Gertrud Hermes (Foto Ute Richter, Atelierwand 2022)

Empfehlungsschreiben des Leipziger Oberbürgermeisters Dr. Rothe an des Wirtschaftsministerium in Dresden vom 20. Mai 1925, Stadtarchiv Leipzig, Kap 10 Nr 408 Bh 2

Der Plan einer Schule der Arbeit in Leipzig

Die angestrebte Form ist eine Bildungseinrichtung in weitestem Sinne, nicht nur Unterrichtsanstalt, sondern auch kulturpolitisches Institut. Deren Zweck es ist, jungen Arbeitern zu einer geschlossenen Bildung zu verhelfen. Die Schüler sind in erster Linie junge gelernte männliche Arbeiter zwischen 17 und 24 Jahren. Die Leitung entscheidet über die Aufnahme. Ausnahmen nach Alter und Lebensgang sind zulässig. Die Besuchsdauer beträgt in der Regel 1 Jahr.
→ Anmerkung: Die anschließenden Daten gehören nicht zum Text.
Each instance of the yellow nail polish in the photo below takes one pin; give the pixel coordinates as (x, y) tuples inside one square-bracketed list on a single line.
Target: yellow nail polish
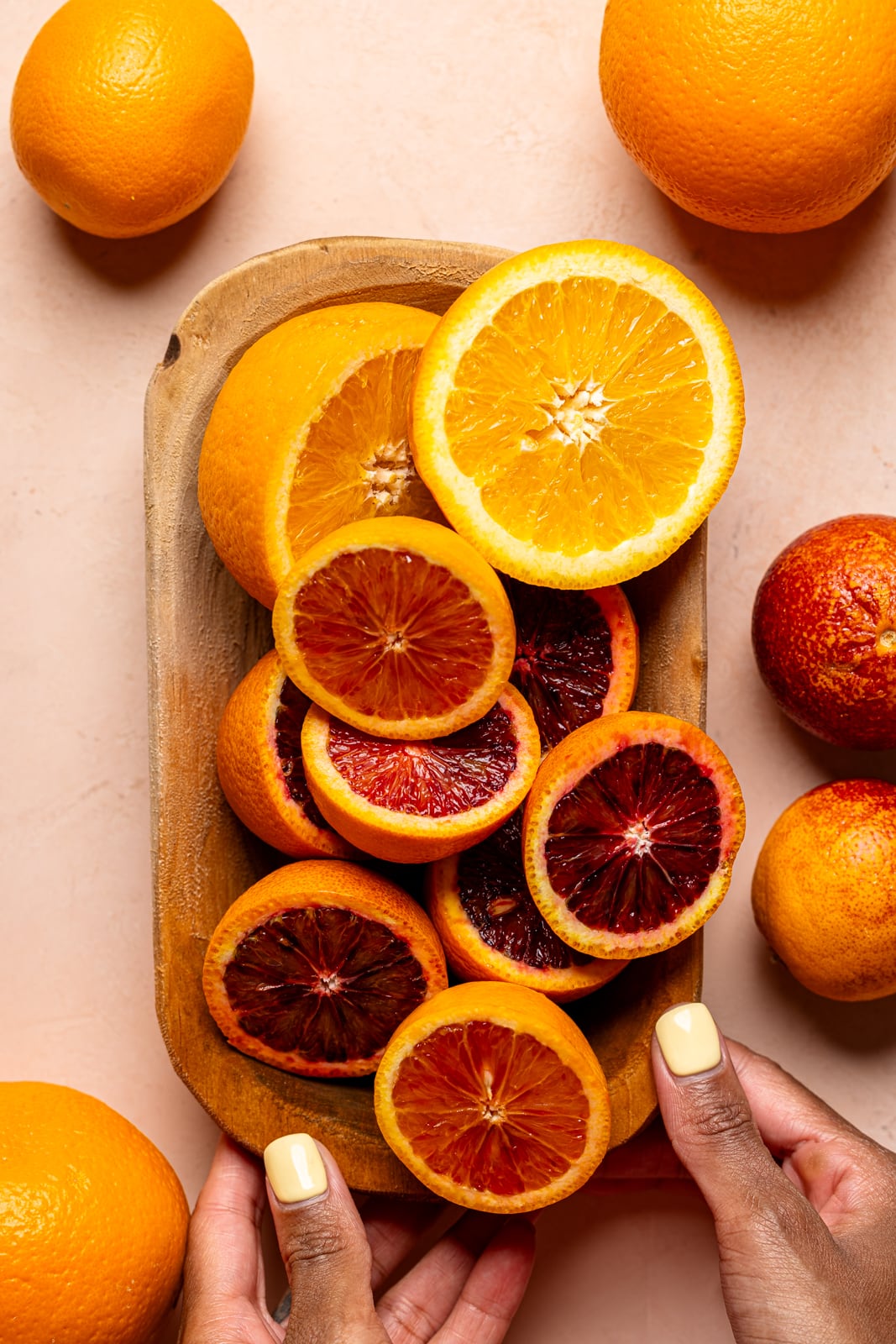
[(295, 1168), (689, 1039)]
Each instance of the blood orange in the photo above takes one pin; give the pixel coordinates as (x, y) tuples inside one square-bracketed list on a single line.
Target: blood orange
[(631, 832), (493, 1099), (577, 655), (492, 929), (417, 801), (313, 968)]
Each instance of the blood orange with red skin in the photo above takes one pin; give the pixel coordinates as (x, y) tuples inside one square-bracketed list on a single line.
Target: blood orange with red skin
[(315, 967), (824, 631), (418, 801), (577, 655), (631, 832), (492, 929)]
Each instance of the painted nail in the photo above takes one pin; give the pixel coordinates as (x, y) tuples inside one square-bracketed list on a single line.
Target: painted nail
[(689, 1039), (295, 1168)]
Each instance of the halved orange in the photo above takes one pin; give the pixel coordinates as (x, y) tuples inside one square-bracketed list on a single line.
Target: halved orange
[(261, 769), (417, 801), (308, 433), (493, 1099), (396, 627), (577, 413), (577, 655), (631, 833), (315, 967)]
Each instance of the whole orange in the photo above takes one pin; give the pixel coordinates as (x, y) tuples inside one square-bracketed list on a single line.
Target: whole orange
[(93, 1222), (824, 631), (127, 116), (768, 116), (824, 891)]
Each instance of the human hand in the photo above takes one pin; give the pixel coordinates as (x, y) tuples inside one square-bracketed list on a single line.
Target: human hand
[(464, 1290), (804, 1203)]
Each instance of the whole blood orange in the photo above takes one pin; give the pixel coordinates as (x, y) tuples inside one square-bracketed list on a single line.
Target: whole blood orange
[(128, 116), (824, 631), (313, 968), (631, 833), (493, 1099), (770, 116), (418, 801), (93, 1222), (824, 891)]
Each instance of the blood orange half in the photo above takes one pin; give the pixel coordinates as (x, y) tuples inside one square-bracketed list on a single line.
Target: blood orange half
[(315, 967), (492, 929), (631, 832), (493, 1099), (577, 655), (417, 801)]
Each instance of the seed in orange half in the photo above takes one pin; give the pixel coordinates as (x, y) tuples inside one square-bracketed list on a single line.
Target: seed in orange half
[(261, 769), (577, 413), (398, 628), (315, 967), (577, 655), (417, 801), (308, 433), (492, 929), (631, 833), (493, 1099)]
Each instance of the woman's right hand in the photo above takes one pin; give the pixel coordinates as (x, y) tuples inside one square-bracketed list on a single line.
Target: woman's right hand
[(804, 1203)]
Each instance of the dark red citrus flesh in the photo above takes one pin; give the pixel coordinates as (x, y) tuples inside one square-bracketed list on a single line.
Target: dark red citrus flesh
[(490, 1108), (637, 840), (495, 897), (391, 633), (322, 981), (288, 738), (439, 777), (563, 658)]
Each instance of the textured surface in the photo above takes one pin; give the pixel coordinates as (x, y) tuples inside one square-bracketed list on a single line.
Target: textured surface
[(443, 121)]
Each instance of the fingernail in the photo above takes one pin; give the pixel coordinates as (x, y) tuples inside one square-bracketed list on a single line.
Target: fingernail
[(295, 1168), (689, 1039)]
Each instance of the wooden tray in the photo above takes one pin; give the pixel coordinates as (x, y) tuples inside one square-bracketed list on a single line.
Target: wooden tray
[(206, 632)]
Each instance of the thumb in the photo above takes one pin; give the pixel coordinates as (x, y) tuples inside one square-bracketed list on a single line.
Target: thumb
[(322, 1243)]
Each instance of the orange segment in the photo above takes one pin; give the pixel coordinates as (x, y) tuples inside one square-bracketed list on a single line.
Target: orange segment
[(396, 627), (493, 1099), (308, 433), (577, 413)]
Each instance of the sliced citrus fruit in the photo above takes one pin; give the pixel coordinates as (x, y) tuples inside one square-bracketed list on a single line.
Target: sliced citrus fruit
[(493, 1099), (417, 801), (261, 769), (313, 968), (309, 432), (631, 833), (577, 413), (396, 627), (577, 655), (492, 929)]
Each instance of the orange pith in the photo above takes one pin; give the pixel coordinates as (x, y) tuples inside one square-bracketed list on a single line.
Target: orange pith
[(493, 1099), (261, 769), (416, 801), (631, 832), (309, 433), (577, 413), (396, 627), (316, 965)]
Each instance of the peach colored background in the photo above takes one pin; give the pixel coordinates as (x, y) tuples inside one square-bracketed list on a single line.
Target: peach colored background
[(465, 121)]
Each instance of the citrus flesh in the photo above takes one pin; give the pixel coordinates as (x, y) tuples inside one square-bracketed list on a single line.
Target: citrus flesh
[(396, 627), (315, 967), (577, 413), (493, 1099), (631, 833)]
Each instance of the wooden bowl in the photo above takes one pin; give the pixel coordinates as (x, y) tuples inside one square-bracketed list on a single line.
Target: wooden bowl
[(206, 632)]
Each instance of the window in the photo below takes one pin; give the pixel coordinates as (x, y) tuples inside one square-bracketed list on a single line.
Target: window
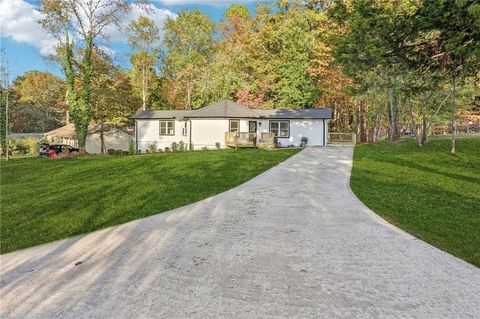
[(234, 126), (184, 128), (280, 128), (167, 127)]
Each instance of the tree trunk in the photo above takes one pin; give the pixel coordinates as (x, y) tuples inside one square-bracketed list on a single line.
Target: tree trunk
[(144, 88), (393, 131), (7, 156), (102, 139), (424, 128), (454, 123), (363, 123)]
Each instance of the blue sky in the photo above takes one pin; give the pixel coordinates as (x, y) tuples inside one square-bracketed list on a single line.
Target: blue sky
[(23, 41)]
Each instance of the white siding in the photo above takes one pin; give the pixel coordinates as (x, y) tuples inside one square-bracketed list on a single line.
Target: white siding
[(114, 139), (207, 132), (312, 129), (148, 132)]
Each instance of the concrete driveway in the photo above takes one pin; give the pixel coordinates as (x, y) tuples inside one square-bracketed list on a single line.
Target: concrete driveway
[(293, 242)]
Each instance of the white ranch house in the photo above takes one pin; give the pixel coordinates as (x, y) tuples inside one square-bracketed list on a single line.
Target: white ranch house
[(229, 124)]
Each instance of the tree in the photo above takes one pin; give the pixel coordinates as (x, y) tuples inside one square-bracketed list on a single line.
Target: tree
[(88, 18), (45, 93), (113, 98), (281, 46), (143, 33), (372, 51), (4, 106), (188, 44), (453, 45)]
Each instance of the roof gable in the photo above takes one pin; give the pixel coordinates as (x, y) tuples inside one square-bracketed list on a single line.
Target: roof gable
[(224, 109), (229, 109)]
Das pädagogische Ziel der Schule der Arbeit ist die allgemeine Wesensbildung, nicht Berufsbildung. Aber diese allgemeine Wesensbildung soll nicht ohne Beziehung zum Arbeitsleben der Arbeiters sein; sie soll es vielmehr durchdringen und von ihm durchdrungen werden. Im Gegensatz zu den bestehenden Arbeiterbildungsanstalten, die den Arbeiter viel zu sehr von der Ebene des Intellektuellen aus bilden, soll hier alle Bildungsarbeit aus dem Arbeitsleben entwickelt werden. Wir wollen den Arbeiter nicht herausziehen aus der Fabrik, sondern zu ihm hineingehen in die Fabrik. Wir wollen ihn auch nicht von der Masse lösen, sondern die Befähigten zu Kraftpunkten innerhalb der Masse machen.

Von hoher pädagogischer Bedeutung ist auch der Bau eines eigenen Heimes. Die Schüler würden in einer Umgebung leben, frei von all den hässlichen Erzeugnissen einer minderwertigen Kultur, mit denen heute die allermeisten Wohnräume angefüllt sind, frei auch von aller Romantik, die sich von den Tatsachen des gegenwärtigen Lebens abwendet. Ausgestattet mit den Errungenschaften der neusten Technik, gestaltet aus dem Geist der Gemeinschaft, wird das Heim ihnen eine Stätte bieten, die allein durch ihr Dasein und die besondere Art ihrer Gestalt bildend auf das gesamte Empfinden ihrer Bewohner einwirken wird.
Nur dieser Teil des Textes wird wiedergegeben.